В самом деле, когда произведения Бродского наконец появились в печати в России в конце 1980‑х годов, признание и похвала были омрачены откровенно антисемитскими комментариями и проявлениями враждебности, в том числе — со стороны многих писателей и поэтов; Ольга Седакова называла его «дезертиром», а другие обвиняли его в том, что он не был настоящим христианином или, собственно, русским, или попросту выпавшим из времени — старомодным, не имеющим никакого отношения к современной России[791]. Словно повторяя эхом свой собственный стих о падении на петербургский асфальт, Бродский писал, что «на тот же асфальт дважды не ступишь <…> современная Россия — это уже другая страна, абсолютно другой мир. И оказаться там туристом — ну это уже полностью себя свести с ума»[792]. Похоже, поэта преследовал страх, что его ранние предсказания могут сбыться, и, если он когда-либо вернется на Васильевский остров в Санкт-Петербурге, ему не останется ничего иного, кроме как умереть.

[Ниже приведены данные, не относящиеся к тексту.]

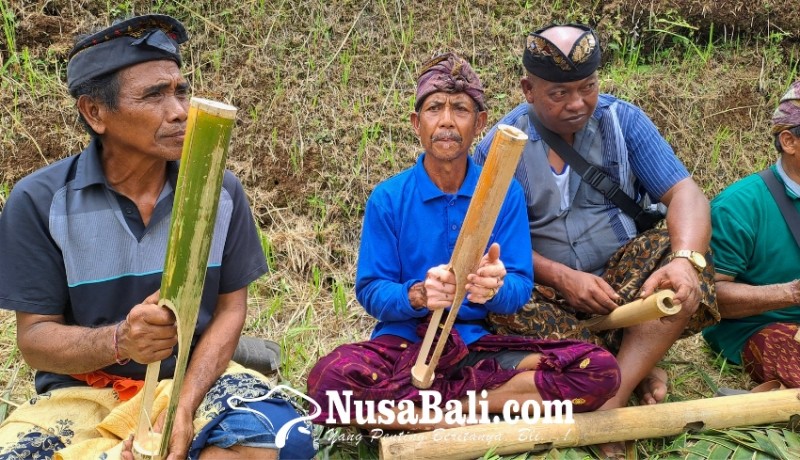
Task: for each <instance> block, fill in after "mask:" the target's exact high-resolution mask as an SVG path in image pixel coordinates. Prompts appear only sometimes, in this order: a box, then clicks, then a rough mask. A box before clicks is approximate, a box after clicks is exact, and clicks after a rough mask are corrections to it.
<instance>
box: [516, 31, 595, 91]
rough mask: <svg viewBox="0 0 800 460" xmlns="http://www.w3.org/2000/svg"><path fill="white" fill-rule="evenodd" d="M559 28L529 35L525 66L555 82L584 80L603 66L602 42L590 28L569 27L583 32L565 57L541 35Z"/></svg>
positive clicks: (526, 50)
mask: <svg viewBox="0 0 800 460" xmlns="http://www.w3.org/2000/svg"><path fill="white" fill-rule="evenodd" d="M552 27H557V25H551V26H548V27H545V28H542V29H539V30H537V31H535V32H531V33H530V34H529V35H528V38H527V41H526V44H525V51H524V52H523V53H522V64H523V65H524V66H525V69H526V70H527V71H528V72H530V73H532V74H533V75H536V76H537V77H539V78H541V79H544V80H547V81H554V82H570V81H577V80H582V79H584V78H586V77H588V76H589V75H591V74H592V73H594V71H595V70H597V68H598V67H599V66H600V42H599V40H598V39H597V34H595V32H594V30H592V29H591V28H590V27H587V26H584V25H581V24H565V25H564V27H574V28H576V29H580V30H583V33H582V34H581V35H580V36H579V37H578V39H577V40H575V43H574V44H573V45H572V49H571V50H570V51H569V53H567V54H564V53H563V52H562V51H561V50H560V49H559V48H558V47H557V46H556V45H555V44H553V42H551V41H550V40H548V39H547V38H545V37H543V36H542V35H541V33H542V32H544V31H545V30H548V29H550V28H552Z"/></svg>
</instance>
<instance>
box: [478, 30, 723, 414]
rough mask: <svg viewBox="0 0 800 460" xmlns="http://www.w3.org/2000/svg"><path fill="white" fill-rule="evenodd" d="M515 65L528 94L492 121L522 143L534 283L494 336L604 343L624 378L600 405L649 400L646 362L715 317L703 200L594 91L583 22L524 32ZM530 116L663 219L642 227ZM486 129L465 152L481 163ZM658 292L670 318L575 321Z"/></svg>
mask: <svg viewBox="0 0 800 460" xmlns="http://www.w3.org/2000/svg"><path fill="white" fill-rule="evenodd" d="M523 64H524V66H525V68H526V71H527V72H526V75H525V77H523V78H522V80H521V87H522V91H523V93H524V95H525V99H526V101H525V102H523V103H522V104H520V105H519V106H517V107H516V108H515V109H513V110H512V111H511V112H510V113H509V114H507V115H506V116H505V117H504V118H503V119H502V120H501V121H500V123H506V124H510V125H515V126H516V127H518V128H520V129H522V130H523V131H525V132H527V133H528V137H529V139H530V140H529V142H528V143H527V145H526V147H525V150H524V152H523V157H522V160H521V161H520V164H519V167H518V168H517V173H516V178H517V179H518V180H519V181H520V183H521V184H522V187H523V189H524V190H525V195H526V201H527V205H528V221H529V225H530V231H531V241H532V244H533V251H534V253H533V256H532V257H533V261H534V274H535V283H536V287H535V290H534V297H533V302H531V303H530V304H528V305H527V306H526V307H525V308H524V309H523V310H522V311H520V312H518V313H517V314H516V315H513V316H501V315H495V316H493V317H492V318H491V320H492V321H493V322H494V324H495V325H496V328H497V330H498V331H499V332H502V333H509V334H523V335H530V336H534V337H542V338H558V337H571V338H581V339H584V340H592V341H595V342H596V343H599V344H602V345H604V346H606V347H608V348H609V349H610V350H611V351H613V352H614V353H615V354H616V355H617V359H618V360H619V364H620V369H621V371H622V383H621V385H620V389H619V391H618V393H617V395H616V396H615V397H614V398H612V399H611V400H609V401H608V402H607V403H606V404H605V405H604V406H603V408H612V407H620V406H624V405H626V404H627V401H628V398H629V397H630V395H631V394H632V393H633V391H634V389H635V388H636V387H637V386H638V389H639V391H638V394H639V396H640V401H641V402H642V403H646V404H655V403H657V402H660V401H662V400H663V398H664V397H665V396H666V392H667V386H666V384H667V382H666V373H665V372H664V371H663V370H662V369H658V368H654V366H655V365H656V364H657V363H658V361H659V360H660V359H661V358H662V356H663V355H664V353H665V352H666V351H667V350H668V349H669V347H670V346H671V345H672V343H673V342H674V341H675V340H676V339H677V338H679V337H680V336H681V335H682V334H684V333H691V332H698V331H699V330H700V329H701V328H702V326H704V325H707V324H710V323H712V322H714V321H715V320H718V319H719V315H718V313H717V312H716V307H715V301H714V293H713V284H712V277H713V275H712V271H711V268H710V266H709V265H710V264H706V263H705V261H704V260H703V259H704V256H703V255H704V253H706V251H707V250H708V243H709V237H710V233H711V225H710V218H709V207H708V200H707V199H706V198H705V196H704V195H703V192H702V191H701V190H700V188H699V187H698V186H697V185H696V184H695V183H694V181H693V180H692V178H691V177H690V175H689V173H688V171H687V170H686V168H685V167H684V166H683V164H681V162H680V160H678V158H677V157H676V156H675V154H674V152H673V151H672V148H671V147H670V146H669V144H667V142H666V141H665V140H664V139H663V137H662V136H661V135H660V134H659V133H658V130H657V129H656V127H655V126H654V125H653V123H652V122H651V121H650V119H649V118H648V117H647V116H646V115H645V114H644V113H643V112H642V111H641V109H639V108H638V107H636V106H634V105H632V104H629V103H627V102H624V101H621V100H619V99H617V98H615V97H614V96H611V95H609V94H600V93H599V89H598V85H599V81H598V76H597V68H598V66H599V64H600V44H599V42H598V39H597V36H596V34H595V32H594V31H593V30H592V29H591V28H589V27H586V26H583V25H579V24H570V25H567V26H551V27H546V28H543V29H540V30H537V31H536V32H534V33H531V34H530V35H529V36H528V39H527V46H526V49H525V52H524V55H523ZM530 115H534V116H535V117H531V116H530ZM536 119H538V121H539V122H540V125H542V126H544V127H546V128H548V129H549V130H550V131H552V132H553V133H554V138H556V139H557V138H561V139H563V142H566V143H567V144H569V145H571V146H572V147H573V148H574V149H575V150H576V151H577V153H578V156H580V157H582V158H584V159H585V160H586V161H587V162H588V163H590V164H592V165H594V166H595V168H597V170H599V171H602V172H603V173H604V174H605V175H606V176H607V177H608V179H609V180H610V181H611V182H612V183H614V184H615V185H616V186H617V187H619V189H621V191H622V192H624V193H626V194H627V195H628V196H630V197H631V198H632V199H638V198H640V197H641V196H642V195H644V194H645V193H646V194H648V195H649V196H652V197H655V199H657V200H660V201H661V202H663V203H664V204H666V205H668V208H669V212H668V214H667V217H666V226H664V225H663V222H662V224H661V225H659V226H657V227H656V228H654V229H652V230H649V231H646V232H644V233H642V230H640V229H638V228H637V225H636V223H637V222H635V221H634V219H633V218H632V217H631V216H629V215H627V214H626V212H623V211H622V210H621V209H620V207H618V206H617V204H616V203H614V202H612V201H610V200H609V198H607V197H606V196H604V194H603V193H602V192H600V191H598V190H597V189H595V188H594V187H592V186H591V185H589V184H588V183H587V182H585V181H584V180H583V179H582V178H581V176H580V175H579V174H578V173H576V171H575V168H574V166H575V165H574V164H572V162H571V161H567V160H566V159H565V158H563V157H562V156H561V155H560V154H559V153H558V152H557V151H556V150H555V149H554V148H555V147H554V145H548V143H547V142H546V141H545V140H544V139H543V135H542V134H541V132H539V128H538V127H535V125H534V124H535V123H536ZM494 129H496V128H493V130H492V131H490V132H489V133H488V134H487V136H486V137H485V138H484V139H483V140H482V141H481V142H480V143H479V145H478V146H477V147H476V148H475V154H474V155H475V160H476V162H477V163H479V164H483V162H484V161H485V158H486V154H487V152H488V147H489V145H490V143H491V140H492V138H493V135H494ZM553 144H557V140H554V141H553ZM609 189H612V188H609ZM633 205H634V206H633V208H634V209H636V210H640V209H641V208H638V207H637V206H636V203H633ZM661 288H670V289H673V290H674V291H675V292H676V296H675V299H676V301H677V302H679V303H681V305H682V307H683V310H682V312H681V313H680V314H679V315H676V317H673V318H671V319H669V320H662V321H651V322H647V323H644V324H640V325H638V326H635V327H630V328H627V329H625V330H624V331H621V330H620V331H613V332H612V333H610V334H604V335H603V336H602V337H598V336H596V335H592V334H590V333H589V331H588V330H586V328H585V327H581V323H580V321H581V320H582V319H585V318H587V317H589V316H591V315H596V314H607V313H609V312H611V311H612V310H613V309H614V308H616V307H617V306H618V305H619V304H621V303H623V302H630V301H632V300H634V299H635V298H637V297H640V296H646V295H648V294H652V293H653V292H654V290H656V289H661Z"/></svg>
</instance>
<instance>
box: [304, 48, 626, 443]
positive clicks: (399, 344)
mask: <svg viewBox="0 0 800 460" xmlns="http://www.w3.org/2000/svg"><path fill="white" fill-rule="evenodd" d="M411 123H412V126H413V127H414V131H415V132H416V133H417V136H418V137H419V139H420V143H421V144H422V146H423V148H424V150H425V151H424V153H423V154H422V155H420V157H419V159H418V160H417V162H416V164H415V165H414V166H413V167H412V168H409V169H407V170H406V171H404V172H402V173H400V174H398V175H396V176H394V177H392V178H390V179H388V180H386V181H384V182H382V183H381V184H379V185H378V186H377V187H376V188H375V190H374V191H373V192H372V194H371V195H370V197H369V200H367V205H366V210H365V213H364V225H363V228H362V234H361V248H360V251H359V260H358V272H357V274H356V286H355V288H356V297H357V298H358V301H359V302H360V303H361V305H363V306H364V308H365V309H366V310H367V312H368V313H369V314H370V315H372V316H373V317H375V318H376V319H377V320H378V323H377V324H376V326H375V328H374V330H373V332H372V337H371V339H370V340H368V341H365V342H360V343H353V344H346V345H342V346H340V347H338V348H336V349H335V350H333V351H332V352H331V353H330V354H328V355H327V356H324V357H323V358H321V359H320V361H319V362H318V363H317V364H316V365H315V366H314V368H313V369H312V370H311V372H310V373H309V377H308V389H309V396H311V397H312V398H314V399H315V400H316V401H317V402H319V403H320V406H321V409H322V411H321V412H320V414H319V415H318V417H317V418H316V419H315V420H316V421H318V422H320V423H326V424H331V425H339V424H353V425H357V426H360V427H363V428H381V429H399V430H425V429H432V428H435V427H437V426H439V427H443V426H452V425H453V424H458V423H461V422H459V421H458V420H455V419H456V418H458V417H453V418H451V419H450V420H445V419H442V418H441V417H439V418H438V419H437V418H436V417H426V414H425V413H424V412H421V410H422V409H421V408H420V405H419V404H420V403H421V401H422V400H423V395H422V394H421V393H420V390H418V389H417V388H415V387H414V386H413V385H412V384H411V367H412V366H413V364H414V362H415V361H416V358H417V356H418V354H419V349H420V343H421V341H422V340H421V334H422V331H424V330H425V329H426V327H427V326H428V323H429V317H430V315H431V312H432V311H434V310H436V309H443V308H447V307H450V306H451V305H452V302H453V297H454V294H455V290H456V286H455V276H454V275H453V273H452V272H451V271H450V270H448V269H447V266H446V265H445V264H447V262H448V261H449V260H450V258H451V255H452V252H453V250H454V248H455V244H456V240H457V239H458V235H459V232H460V231H461V228H462V224H463V221H464V218H465V216H466V213H467V209H468V207H469V204H470V200H471V199H472V198H473V193H474V191H475V187H476V185H477V182H478V177H479V176H480V168H479V167H478V166H476V165H475V163H473V162H472V160H471V159H470V158H469V155H468V153H469V149H470V147H471V145H472V140H473V139H474V138H475V135H476V134H477V133H478V132H480V130H481V129H482V128H483V127H484V126H485V124H486V106H485V103H484V95H483V86H482V85H481V82H480V80H479V79H478V75H477V74H476V73H475V71H474V70H472V67H471V66H470V65H469V64H468V63H467V62H466V61H465V60H464V59H463V58H461V57H459V56H457V55H455V54H453V53H447V54H444V55H441V56H438V57H436V58H434V59H432V60H430V61H428V62H427V63H425V64H423V65H422V68H421V71H420V74H419V77H418V79H417V94H416V104H415V111H414V112H413V113H412V114H411ZM530 250H531V247H530V238H529V237H528V229H527V222H526V219H525V207H524V198H523V196H522V190H521V189H520V187H519V184H517V183H516V182H513V183H512V184H511V187H510V188H509V191H508V194H507V196H506V199H505V201H504V202H503V206H502V208H501V210H500V214H499V216H498V218H497V222H496V224H495V226H494V230H493V232H492V235H491V237H490V248H489V249H488V251H487V253H486V254H485V255H484V257H483V259H482V260H481V263H480V265H479V267H478V268H477V269H476V271H475V273H471V274H469V275H468V277H467V278H468V283H467V285H466V286H465V289H466V291H467V296H466V299H464V302H463V304H462V305H461V307H460V309H459V310H458V319H457V320H456V321H455V324H454V326H453V329H452V330H451V336H450V337H449V338H447V345H446V346H445V348H444V351H443V353H442V357H441V359H440V361H439V363H438V366H437V367H436V375H435V378H434V379H433V383H432V386H431V387H430V389H429V391H432V392H436V393H437V394H438V396H439V398H440V399H439V406H440V407H446V408H451V407H452V406H453V404H456V403H460V401H463V400H465V399H466V398H468V394H469V393H470V392H473V393H477V394H484V393H481V392H482V391H484V390H485V399H486V401H485V403H486V408H487V410H488V411H489V412H492V413H497V414H499V413H501V412H502V410H503V407H504V405H505V404H507V403H508V402H509V401H512V402H514V401H516V402H517V403H518V404H523V403H530V402H540V403H541V402H543V401H554V400H559V401H571V402H572V405H573V408H574V410H575V411H576V412H584V411H589V410H594V409H595V408H597V407H598V406H600V405H601V404H602V403H603V402H605V401H606V400H607V399H608V398H609V397H611V396H612V395H613V394H614V392H615V391H616V388H617V385H618V384H619V371H618V368H617V364H616V362H615V361H614V358H613V357H612V356H611V354H610V353H609V352H607V351H605V350H603V349H602V348H600V347H598V346H596V345H593V344H588V343H581V342H578V341H567V340H565V341H550V340H535V339H530V338H527V337H510V336H508V337H498V336H493V335H491V334H490V333H489V330H488V328H487V325H486V323H485V318H486V315H487V314H488V313H489V312H498V313H513V312H514V311H516V310H517V309H518V308H520V307H521V306H523V305H525V302H526V301H527V300H528V299H529V298H530V293H531V288H532V284H533V280H532V267H531V259H530V256H529V254H530ZM501 251H502V257H501ZM346 395H349V396H346ZM344 400H349V403H348V402H347V401H345V402H344V405H343V404H338V405H337V404H336V403H332V401H344ZM410 402H413V403H414V405H413V408H414V409H415V410H416V411H417V412H416V413H415V415H418V416H419V420H413V419H416V418H417V417H416V416H414V417H397V418H396V419H395V418H393V417H391V416H388V417H384V416H383V411H381V412H382V415H381V416H380V417H378V418H377V419H376V418H374V417H373V418H372V419H371V418H370V414H369V411H368V410H365V411H364V413H361V412H356V411H357V410H358V408H364V407H367V406H369V405H380V407H387V409H389V410H390V411H391V410H392V409H394V410H398V411H400V409H399V408H401V407H408V405H407V404H401V403H410ZM423 405H424V404H423ZM519 407H520V406H519V405H517V408H519ZM472 409H474V410H480V409H479V408H476V407H472ZM354 412H356V413H354ZM464 412H466V409H465V410H464ZM372 415H373V416H374V415H375V413H374V411H373V413H372ZM427 415H430V414H427ZM462 415H466V414H462ZM486 415H487V416H488V414H486ZM409 419H411V420H409ZM463 422H464V423H470V422H469V421H468V420H465V421H463ZM472 423H474V422H472Z"/></svg>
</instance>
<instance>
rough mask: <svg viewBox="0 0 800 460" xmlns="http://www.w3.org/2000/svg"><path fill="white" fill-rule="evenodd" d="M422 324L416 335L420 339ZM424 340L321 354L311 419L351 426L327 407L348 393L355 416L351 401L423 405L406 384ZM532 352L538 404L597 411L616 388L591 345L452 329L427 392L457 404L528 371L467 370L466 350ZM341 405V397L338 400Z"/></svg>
mask: <svg viewBox="0 0 800 460" xmlns="http://www.w3.org/2000/svg"><path fill="white" fill-rule="evenodd" d="M423 328H424V324H423V325H421V327H420V330H419V333H420V335H421V336H422V333H423V330H424V329H423ZM421 343H422V342H421V341H418V342H416V343H409V341H408V340H405V339H403V338H401V337H397V336H392V335H384V336H380V337H377V338H375V339H373V340H369V341H366V342H360V343H353V344H347V345H342V346H339V347H338V348H336V349H335V350H334V351H333V352H331V353H330V354H328V355H326V356H324V357H323V358H322V359H320V361H319V362H318V363H317V364H316V365H315V366H314V368H313V369H312V370H311V373H310V374H309V377H308V391H309V396H310V397H311V398H313V399H315V400H316V401H317V402H318V403H319V404H320V406H321V409H322V413H321V414H319V415H318V416H317V417H316V418H315V419H314V421H315V422H317V423H323V424H330V425H336V424H349V423H350V421H348V420H340V419H339V421H338V422H337V423H330V422H328V421H326V420H327V419H328V416H329V415H332V416H333V417H334V419H338V417H340V415H341V414H336V413H332V412H336V411H331V410H330V409H331V408H330V407H329V399H330V397H331V394H330V392H332V393H335V394H337V395H342V394H343V392H345V391H352V397H351V401H352V402H353V404H351V405H350V407H349V411H350V412H349V415H350V418H351V419H352V418H354V415H353V414H355V410H356V408H355V404H354V402H355V401H376V402H379V401H392V402H398V401H401V400H411V401H414V402H415V403H419V402H420V401H421V395H420V390H419V389H417V388H415V387H414V386H413V385H412V384H411V368H412V367H413V366H414V364H415V362H416V360H417V356H418V355H419V349H420V347H421ZM506 350H516V351H530V352H531V353H540V354H541V355H542V359H541V362H540V364H539V368H538V369H537V372H536V374H535V376H534V383H535V384H536V388H537V389H538V390H539V394H540V395H541V398H542V400H543V401H556V400H558V401H571V402H572V404H573V411H575V412H585V411H590V410H594V409H596V408H598V407H600V406H601V405H602V404H603V403H604V402H605V401H606V400H607V399H609V398H611V397H612V396H613V395H614V394H615V393H616V391H617V388H618V387H619V381H620V373H619V366H618V365H617V362H616V360H615V358H614V357H613V356H612V355H611V354H610V353H609V352H608V351H606V350H603V349H602V348H600V347H597V346H595V345H592V344H588V343H583V342H577V341H571V340H563V341H558V342H556V341H550V340H535V339H529V338H525V337H515V336H493V335H487V336H484V337H482V338H481V339H479V340H478V341H477V342H475V343H472V344H470V345H469V348H468V347H467V346H466V345H465V344H464V342H463V341H462V340H461V338H460V336H459V335H458V333H457V332H455V330H452V331H451V333H450V336H449V337H448V340H447V343H446V344H445V348H444V351H443V353H442V356H441V358H440V359H439V363H438V365H437V367H436V371H435V375H434V379H433V384H432V386H431V387H430V388H428V391H434V392H438V393H439V395H440V396H441V398H442V399H441V400H442V401H443V402H446V401H453V400H461V399H463V398H464V397H465V396H466V395H468V392H470V391H473V392H475V393H476V394H478V393H480V392H481V390H491V389H494V388H496V387H498V386H500V385H502V384H503V383H505V382H507V381H508V380H510V379H511V378H512V377H514V376H515V375H517V374H519V373H521V372H526V371H529V369H503V368H501V367H500V365H499V364H498V362H497V361H496V360H494V359H491V358H489V359H483V360H481V361H478V362H477V363H476V364H474V365H472V366H459V362H460V361H461V360H462V359H464V358H465V357H466V356H467V355H468V354H469V352H470V351H478V352H482V351H489V352H497V351H506ZM341 400H344V398H341Z"/></svg>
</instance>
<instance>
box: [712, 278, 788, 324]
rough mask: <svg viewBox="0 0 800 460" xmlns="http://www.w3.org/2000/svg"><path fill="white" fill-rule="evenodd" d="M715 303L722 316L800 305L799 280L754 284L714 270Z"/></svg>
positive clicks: (739, 315)
mask: <svg viewBox="0 0 800 460" xmlns="http://www.w3.org/2000/svg"><path fill="white" fill-rule="evenodd" d="M714 280H715V284H716V288H717V306H718V307H719V313H720V315H722V317H723V318H729V319H735V318H745V317H747V316H753V315H758V314H761V313H766V312H768V311H772V310H780V309H781V308H786V307H791V306H793V305H800V280H794V281H790V282H788V283H779V284H768V285H764V286H753V285H750V284H745V283H740V282H737V281H736V280H735V278H734V277H733V276H730V275H723V274H721V273H717V274H716V276H715V278H714Z"/></svg>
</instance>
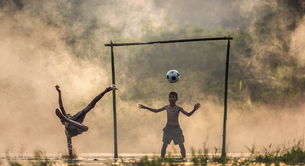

Многие писатели посещали Россию и вовсе не превращали свои поездки домой в метафизическую проблему. Василий Аксенов провел лето в Москве, преподавая в Соединенных Штатах. Он не вернулся навсегда, но начал ездить из Соединенных Штатов в Россию и обратно, свободно пересекая границы России, как любой другой страны. Другие писатели превратили свое возвращение в захватывающий жест. Двое таких едва ли в чем-то совпадающих авторов, как аморальный богемщик Эдуард Лимонов и летописец ГУЛАГа, проповедник русской духовности Александр Солженицын, вернулись навсегда и попытались возобновить роль «второй власти». Лимонов, несносный мальчишка-авангардист, который часто атаковал Бродского за принадлежность к поэтическому истеблишменту, сам стал членом националистического истеблишмента. Во время осады Сараево он приехал в Пале, чтобы присоединиться к боевым отрядам боснийских сербов, которых он воспринимал как мужественных героев, и принял участие в обстрелах города. Позже, после возвращения в Россию, Лимонов обратился к партийной политике и организовал постмодернистскую фашистскую партию, которая привлекала в свои ряды мужественных или хотевших казаться мужественными представителей русского поколения двадцатилетних. Что до Солженицына, то он вернулся в Москву на Транссибирском экспрессе и пытался публично рассказывать о страданиях людей по всей России, а также о недостатке моральных ценностей на его новообретенной родине. Он даже побывал в роли ведущего телевизионного ток-шоу, которое впоследствии было закрыто из-за низких рейтингов[793]. Лимонов и Солженицын, вернувшись, фактически перестали быть писателями и превратились в общественных деятелей, которые транслировали искусство в жизнь с большим или меньшим успехом. Это совершенно не то, что представлял себе Бродский. Он просто не мог оставить «состояние, которое мы называем изгнанием», по личным и этическим соображениям. Его ностальгия была слишком сильной и слишком рефлексирующей, его синтаксис был слишком «запутанным», чтобы позволить ему вернуться на родину навсегда, либо путешествовать в роли обыкновенного туриста.
Бродский всегда оставался русским поэтом, но не только. Он заявлял о своем поэтическом двойном гражданстве, которое в русском контексте остается табу, даже в большей степени, чем политическое двойное гражданство. Двуязычие, даже будучи вынужденным, по-прежнему рассматривается в России как своеобразное предательство родины; Бродский же был предан именно этому типу культурного многоязычия. В конце концов, именно с помощью иностранного языка Бродский смог предоставить своим родителям шанс на спасение от типично советской участи:
«Я пишу о них по-английски, ибо хочу даровать им резерв свободы; резерв, растущий вместе с числом тех, кто пожелает прочесть это. Я хочу, чтобы Мария Вольперт и Александр Бродский обрели реальность в «иноземном кодексе совести», хочу, чтобы глаголы движения английского языка повторили их жесты. Это не воскресит их, но по крайней мере английская грамматика в состоянии послужить лучшим запасным выходом из печных труб государственного крематория, нежели русская»[794].